Amazon is practically the only place I shop. That is not meant as a boast. It is actually pretty embarrassing, not to mention, hypocritical and kind of immoral with all the sweatshop warehouses they’re running. But I get free shipping (yes, even to Guatemala but that is because I’m taking advantage of a loophole, again, not very ethical). It is easy to forget that Amazon’s competitive edge doesn’t really come from exploiting its workers. That is hardly unique. It comes from their ability to avoid paying state income taxes.

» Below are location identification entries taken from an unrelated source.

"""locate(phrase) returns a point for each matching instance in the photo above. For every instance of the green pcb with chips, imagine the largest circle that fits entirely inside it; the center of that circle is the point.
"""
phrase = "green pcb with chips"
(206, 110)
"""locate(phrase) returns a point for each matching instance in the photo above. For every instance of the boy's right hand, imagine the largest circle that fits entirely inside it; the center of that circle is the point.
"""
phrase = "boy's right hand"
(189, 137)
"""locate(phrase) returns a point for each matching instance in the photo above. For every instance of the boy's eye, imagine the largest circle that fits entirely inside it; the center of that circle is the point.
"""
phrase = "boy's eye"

Now that a few states have enacted online sales taxes, some academics at Ohio State crunched the numbers to see if Amazon sales were hurt by the tax. The paper was highlighted by Chris Blattman at his blog but I wanted to draw some attention to it. Five states started taxing Amazon in 2012 and 2013—New Jersey, California, Pennsylvania, Texas and Virginia. The authors found that the tax did change people’s choices. Amazon purchases (by dollar value) dropped by almost 10%. The decline was steeper for bigger purchases, suggesting that people were making the choice based on taxes. At the same time, purchases to local, physical stores increased by 2% and purchases at non-Amazon online stores increased by 20%.

Congress is currently debating the Marketplace Fairness Act that would make it possible for all states to collect sales tax on internet purchases. States are especially in need of revenue and since regressive taxing is all the rage, this seems like a good bet. Raise the sales tax. Legalize casinos. But don’t ever raise taxes on the wealthy or close some corporate tax loopholes. Spain did it. And look how great it worked for them. In the height of the crisis (26% unemployment) they nearly tripled their sales tax on a lot of staple goods (school supplies went from 4% sales tax to 21%) while lowering the taxes on yachts. But again, that little rant aside, they should at least make Amazon play by the same rules as everybody else.

So an Amazon tax is good. If for nothing else than to try to put a small dent in their monopoly power. Then again, now that you can watch Game of Thrones on Amazon Prime, it might be too late.